Leading into the 2021 Telstra Women’s Premiership there has been plenty of focus on Brisbane's ability to retain key talent like rep stars Ali Brigginshaw, Millie Boyle, Tarryn Aiken and Tamika Upton.
One signing that has flown under the radar is Lavinia Gould, who in her fourth season at the club proves that age is no barrier when it comes to playing the sport you love.
But being one of the oldest women to compete in the NRLW this year doesn’t bother Gould.
"I am so stubborn in what I want and what I want is to play footy," the veteran said.
"My passion is huge and I have always said if the body is willing, then why not."
For Gould, the key is working with her body to understand what she is physically capable of doing and making sure she trains to be physically ready to play rugby league week in, week out.
Gould chances her arm on the last
"I put in a lot of work to still be out there competing against some women who are half my age," she said.
"My load is nowhere near the load of some of the other players, but that’s OK because my focus is making sure I am strong for the games on the weekend.
"It took me some time to admit I was getting older, but once you accept that you start to change your approach, recognise that each year is different and respecting what you can and can’t do, physically."
Sport has always been a big part of Gould’s life. Growing up in New Zealand she played provincial rugby union and at just 17 years old was part of the first official New Zealand women's sevens team.
She also played for the Queensland Reds in the Super W prior to signing with the Broncos.
Gould has continued to play sport throughout the key stages in her life, including when she had children.
"I became a mother quite young and I was always of the mindset that being a mum doesn’t change the fact that you may want to play sport or have another hobby and the same goes for as you get older."
"If you want to play and your passion is there, then why not? If you are a mum and have a passion for sport, I encourage you to keep at it - whether you want to give birth and then come back to sport a year later or if you have kids that are a bit older."
The focus on supporting female athletes if they make a decision to give birth is something that has been given additional focus by a variety of sports in recent years.
In 2019 Cricket Australia announced a parental leave policy, followed by Super Netball in 2021.
Several athletes in contact sports have also made the decision to return to sport after giving birth.

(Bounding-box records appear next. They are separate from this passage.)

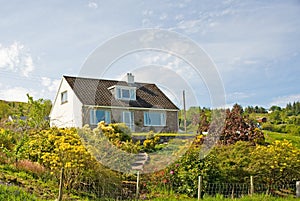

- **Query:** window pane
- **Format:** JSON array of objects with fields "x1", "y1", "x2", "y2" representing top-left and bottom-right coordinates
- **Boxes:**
[
  {"x1": 90, "y1": 110, "x2": 110, "y2": 125},
  {"x1": 117, "y1": 88, "x2": 122, "y2": 98},
  {"x1": 144, "y1": 112, "x2": 166, "y2": 126},
  {"x1": 96, "y1": 110, "x2": 105, "y2": 122},
  {"x1": 61, "y1": 91, "x2": 68, "y2": 103},
  {"x1": 122, "y1": 89, "x2": 130, "y2": 98}
]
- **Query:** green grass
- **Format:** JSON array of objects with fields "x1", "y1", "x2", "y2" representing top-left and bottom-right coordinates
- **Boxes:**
[
  {"x1": 263, "y1": 130, "x2": 300, "y2": 149},
  {"x1": 151, "y1": 195, "x2": 295, "y2": 201}
]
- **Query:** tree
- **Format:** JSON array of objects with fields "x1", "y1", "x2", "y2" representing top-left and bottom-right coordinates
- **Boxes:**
[
  {"x1": 220, "y1": 104, "x2": 264, "y2": 144},
  {"x1": 26, "y1": 94, "x2": 52, "y2": 129}
]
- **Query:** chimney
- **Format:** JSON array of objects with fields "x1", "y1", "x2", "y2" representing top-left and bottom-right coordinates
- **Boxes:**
[{"x1": 127, "y1": 73, "x2": 134, "y2": 84}]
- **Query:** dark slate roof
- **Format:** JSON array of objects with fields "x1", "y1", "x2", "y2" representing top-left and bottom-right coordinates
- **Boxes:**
[{"x1": 64, "y1": 76, "x2": 178, "y2": 110}]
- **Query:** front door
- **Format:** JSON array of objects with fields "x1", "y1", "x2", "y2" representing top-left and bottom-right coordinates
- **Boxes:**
[{"x1": 123, "y1": 111, "x2": 134, "y2": 131}]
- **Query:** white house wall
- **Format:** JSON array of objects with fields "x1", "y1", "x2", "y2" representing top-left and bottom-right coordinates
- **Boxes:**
[{"x1": 50, "y1": 78, "x2": 82, "y2": 128}]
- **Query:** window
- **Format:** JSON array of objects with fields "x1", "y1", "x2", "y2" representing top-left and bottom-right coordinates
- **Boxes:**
[
  {"x1": 122, "y1": 111, "x2": 134, "y2": 131},
  {"x1": 61, "y1": 91, "x2": 68, "y2": 104},
  {"x1": 116, "y1": 87, "x2": 136, "y2": 100},
  {"x1": 90, "y1": 109, "x2": 110, "y2": 125},
  {"x1": 144, "y1": 112, "x2": 166, "y2": 126}
]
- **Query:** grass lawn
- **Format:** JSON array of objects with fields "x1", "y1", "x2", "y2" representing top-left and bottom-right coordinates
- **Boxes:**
[{"x1": 263, "y1": 130, "x2": 300, "y2": 149}]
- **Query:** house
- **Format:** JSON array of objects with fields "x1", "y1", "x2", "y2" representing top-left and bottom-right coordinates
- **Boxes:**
[
  {"x1": 257, "y1": 117, "x2": 267, "y2": 123},
  {"x1": 50, "y1": 73, "x2": 179, "y2": 132}
]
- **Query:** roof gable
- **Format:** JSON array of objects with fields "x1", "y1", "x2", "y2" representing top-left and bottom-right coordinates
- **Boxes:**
[{"x1": 64, "y1": 76, "x2": 178, "y2": 110}]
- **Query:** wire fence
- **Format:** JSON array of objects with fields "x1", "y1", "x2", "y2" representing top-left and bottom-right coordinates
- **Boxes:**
[
  {"x1": 202, "y1": 183, "x2": 296, "y2": 198},
  {"x1": 68, "y1": 176, "x2": 299, "y2": 200}
]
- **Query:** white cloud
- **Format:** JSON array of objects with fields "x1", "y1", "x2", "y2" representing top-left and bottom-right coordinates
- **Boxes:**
[
  {"x1": 0, "y1": 42, "x2": 35, "y2": 77},
  {"x1": 41, "y1": 77, "x2": 60, "y2": 92},
  {"x1": 159, "y1": 13, "x2": 168, "y2": 20},
  {"x1": 88, "y1": 1, "x2": 98, "y2": 9},
  {"x1": 269, "y1": 94, "x2": 300, "y2": 107},
  {"x1": 0, "y1": 87, "x2": 37, "y2": 102}
]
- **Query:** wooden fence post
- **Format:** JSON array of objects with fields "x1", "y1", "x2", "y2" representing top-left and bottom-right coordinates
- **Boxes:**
[
  {"x1": 135, "y1": 171, "x2": 140, "y2": 199},
  {"x1": 198, "y1": 176, "x2": 202, "y2": 200},
  {"x1": 57, "y1": 167, "x2": 64, "y2": 201},
  {"x1": 296, "y1": 181, "x2": 300, "y2": 198},
  {"x1": 250, "y1": 176, "x2": 254, "y2": 196}
]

Emilee Cherry returned to the Australian womens sevens rugby team after giving birth to baby Alice and in rugby league, Samantha Bremner returned to the Australian Jillaroos after giving birth to baby Reef.
Never take no for an answer - if you want it bad enough, you’ll make it.Lavinia Gould
After returning to the NRLW, Bremner is also taking time off now to give birth to her second child.
Increasingly, sports are turning their minds to supporting female athletes during this stage.
For Gould this is something the Broncos have also done exceptionally well.
It isn’t just about supporting the athlete to return, but ensuring the environment is one in which the athlete wants to return.
"There is a different approach taken for the women’s team and family has been incorporated into our program," she said.
- The Broader Game: International stars commit to NRLW
- Culture club: Broncos NRLW loyalty not all about winning
"We all get around the women with kids, we support kids to be at training and accommodate them as much as we can.
"It makes life a hell of a lot easier for mums to bring kids along when they can."
Gould hopes these players can be role models for younger women.
"I know a couple of older women who have decided they want to come back and play because I am still out there," Gould said.
"That is what I want to see and what I want to give back to the game. I also love to hear my kids say 'wow, my mum is still playing'."
But the footy field isn’t the only place where she is breaking down barriers.
Gould is a crane driver at a steel factory. Her day begins at 2am. When she isn’t playing footy. she will do a 12-hour shift before heading home to see her family and her daughters.
During the NRLW this will likely change to a six- to eight-hour shift so she can see her family before going to training.
Working in a traditionally male environment is just another opportunity for Gould to push the boundaries.
"I like to take the path less travelled for women so it is all about breaking barriers, opening doors and inspiring girls," she said.
"I don’t think women should be held back in any part of their life and little girls should grow up knowing that they can do anything they like.
"Never take no for an answer - if you want it bad enough, you’ll make it."